To date, several surgical procedures have been recommended for the treatment of avascular necrosis of the capitate, including drilling, curettage of the partial excision of the capitate with tendon ball interposition, vascularized bone grafting, and intercarpal arthrodesis [13, 17, 18]. Drilling and vascularized bone grafting are indicated for avascular necrosis of the capitate that has not collapsed, or osteoarthritis of the midcarpal joint. Intercarpal arthrodesis is the most common surgical procedure for cases with collapse or osteoarthritis of the midcarpal joint. Although this procedure provides good pain relief for patients, it decreases the range of motion of the wrist [19]. For patients with no osteoarthritis of the midcarpal joint, partial excision of the proximal capitate with tendon ball interposition was considered to be the most effective treatment to preserve the range of wrist motion and prevent further triggering.

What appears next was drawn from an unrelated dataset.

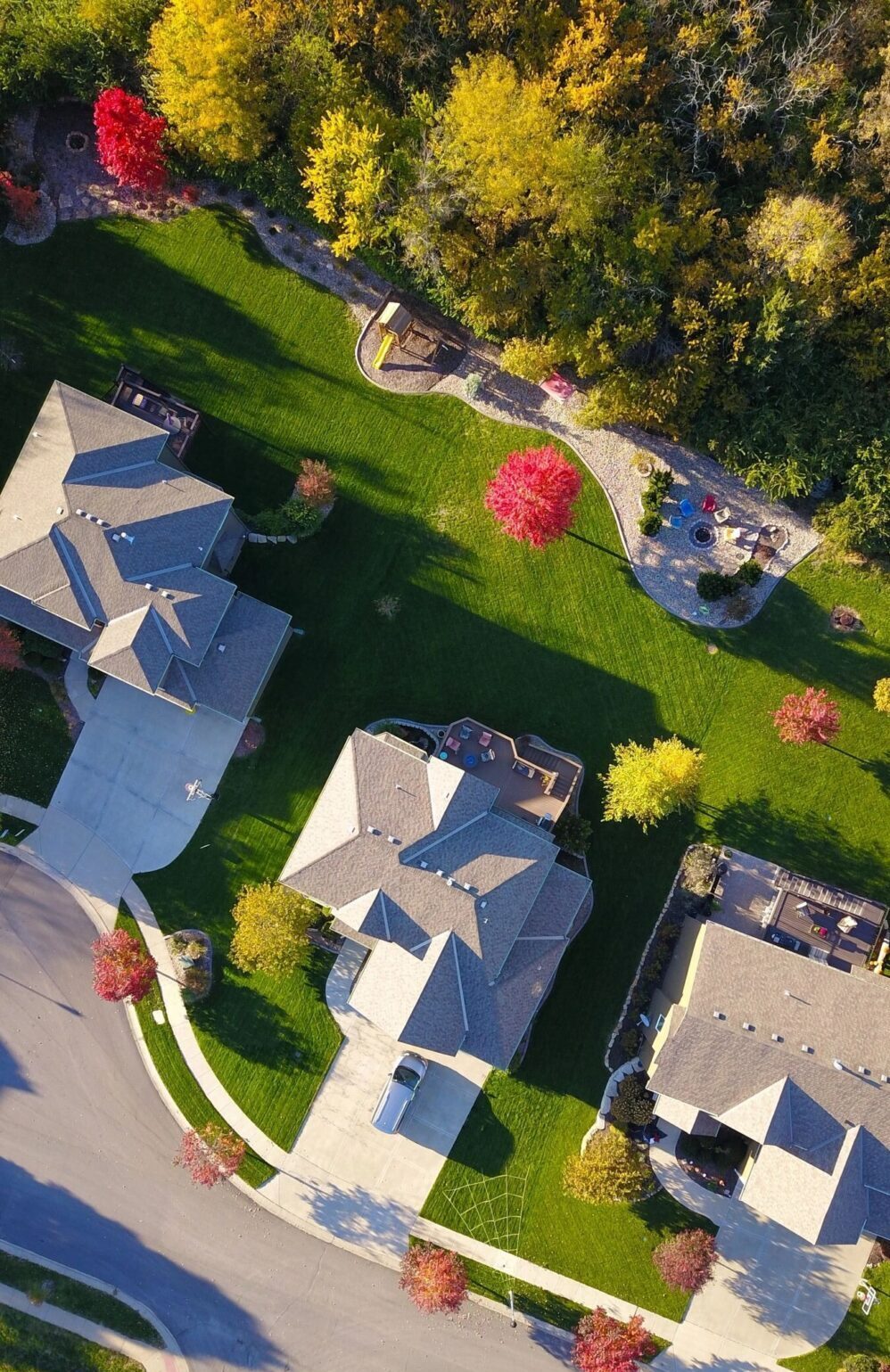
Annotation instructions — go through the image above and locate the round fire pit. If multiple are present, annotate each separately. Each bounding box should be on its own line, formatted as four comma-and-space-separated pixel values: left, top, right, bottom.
689, 520, 717, 547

At 2 years after surgery, the patient has had no recurrence of wrist pain or triggering despite resumption of sports, with imaging showing no progression of capitolunate instability. Clinicians should be aware that avascular necrosis of the capitate typically occurs in young individuals involved in sports such as gymnastics, baseball, and handball. This lesion might result in capitolunate instability and associated onset of trigger wrist.

Conclusions

We presented a case of trigger wrist caused by avascular necrosis of the capitate. Both trigger wrist and avascular necrosis of the capitate are rare disorders. When a patient presents with painful triggering at the wrist, surgeons must bear in mind that avascular necrosis of the capitate may result in this phenomenon. We recommend partial excision of the proximal capitate with tendon ball interposition for the treatment of this lesion.